Globally, recognised MUAC cut-offs have not been established to classify nutritional status in adults as many countries have established their MUAC cut-offs to determine the eligibility of the programme.10 28 Based on our analyses, MUAC >28.0 cm for women with 90.8% accuracy was an optimal cut-off to identify overweight and obesity. The optimal cut-off points for screening should be population-specific, as recommended by most researchers.20 These cut-off points can be applicable in many low-income countries using population-based anthropometric data that are periodically gathered in large representative population surveys, such as the Demographic Health Surveys. However, the MUAC cut-offs as a detection tool of overweight and obesity among women must be set carefully. A cut-off set with high specificity is important to minimise the number of people applying for services without needing it. This helps to avoid crowding of service centres in low-income settings.7

From the results of age-specific analysis, MUAC cut-offs should be in the range of 27.0–28.5 cm, which helps develop a green, yellow and red colour marked tape to facilitate measurement in the field.29 Since age is difficult to ascertain accurately in low-income countries due to lack of a proper vital event registration system, we propose that a single cut-off >28.0 cm meets the criteria to detect overweight and obese across various age groups in large surveys.
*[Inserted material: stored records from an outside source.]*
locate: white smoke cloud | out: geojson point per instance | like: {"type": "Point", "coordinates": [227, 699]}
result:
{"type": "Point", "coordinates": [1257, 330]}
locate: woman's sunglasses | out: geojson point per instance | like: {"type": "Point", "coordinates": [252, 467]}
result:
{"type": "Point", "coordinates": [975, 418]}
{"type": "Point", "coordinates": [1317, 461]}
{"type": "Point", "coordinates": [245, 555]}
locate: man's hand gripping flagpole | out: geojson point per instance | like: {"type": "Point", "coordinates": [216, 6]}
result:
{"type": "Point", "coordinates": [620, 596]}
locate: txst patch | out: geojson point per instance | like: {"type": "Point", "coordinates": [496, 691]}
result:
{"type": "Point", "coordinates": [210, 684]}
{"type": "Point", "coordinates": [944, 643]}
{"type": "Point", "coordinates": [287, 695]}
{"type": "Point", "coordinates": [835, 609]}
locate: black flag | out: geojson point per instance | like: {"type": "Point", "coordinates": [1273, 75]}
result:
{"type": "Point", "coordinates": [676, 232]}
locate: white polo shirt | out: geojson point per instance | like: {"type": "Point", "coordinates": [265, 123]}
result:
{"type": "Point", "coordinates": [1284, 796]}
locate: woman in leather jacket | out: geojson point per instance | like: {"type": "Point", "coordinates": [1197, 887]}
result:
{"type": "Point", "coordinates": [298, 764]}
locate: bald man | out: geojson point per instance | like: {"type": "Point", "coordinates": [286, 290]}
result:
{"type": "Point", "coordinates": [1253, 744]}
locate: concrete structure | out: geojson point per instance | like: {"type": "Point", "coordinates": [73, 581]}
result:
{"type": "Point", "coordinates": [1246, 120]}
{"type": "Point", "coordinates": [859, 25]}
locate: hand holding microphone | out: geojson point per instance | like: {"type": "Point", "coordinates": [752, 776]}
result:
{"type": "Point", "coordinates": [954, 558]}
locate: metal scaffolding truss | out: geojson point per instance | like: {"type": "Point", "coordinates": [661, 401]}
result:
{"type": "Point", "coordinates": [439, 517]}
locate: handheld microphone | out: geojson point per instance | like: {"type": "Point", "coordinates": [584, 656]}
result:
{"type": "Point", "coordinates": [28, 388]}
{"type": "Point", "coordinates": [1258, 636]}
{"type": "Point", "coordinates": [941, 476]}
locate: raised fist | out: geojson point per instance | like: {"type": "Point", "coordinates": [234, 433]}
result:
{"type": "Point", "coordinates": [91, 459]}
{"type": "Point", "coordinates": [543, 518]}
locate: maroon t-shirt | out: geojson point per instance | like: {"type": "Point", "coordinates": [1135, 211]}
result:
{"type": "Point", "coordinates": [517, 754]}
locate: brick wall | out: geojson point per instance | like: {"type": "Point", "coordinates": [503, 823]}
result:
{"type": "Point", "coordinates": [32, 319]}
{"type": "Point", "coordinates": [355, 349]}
The strength of this study is the large sample size covering all parts of the districts in a large metropolitan city. Anthropometric measurements were performed using a standardised measurement protocol, and all the necessary quality control measures were considered to enhance the quality of the data. However, only women with children less than 5 years of age were involved (other categories of women and men were not involved). WC cut-offs may be overestimating the status of overweight and obesity because only pregnant women were excluded from the study as well as those without health data since comorbidities can influence the cut-off points. These limitations are related to the secondary data. Thus, the generalisability of the study is limited.

Conclusion

The result shows that WC and MUAC are the alternative tools to BMI. Both WC and MUAC are effective tools in identifying overweight among women. We recommend using MUAC to identify overweight and obesity for large-scale population-based assessments in low-income settings as it is logistically simpler and operationally feasible.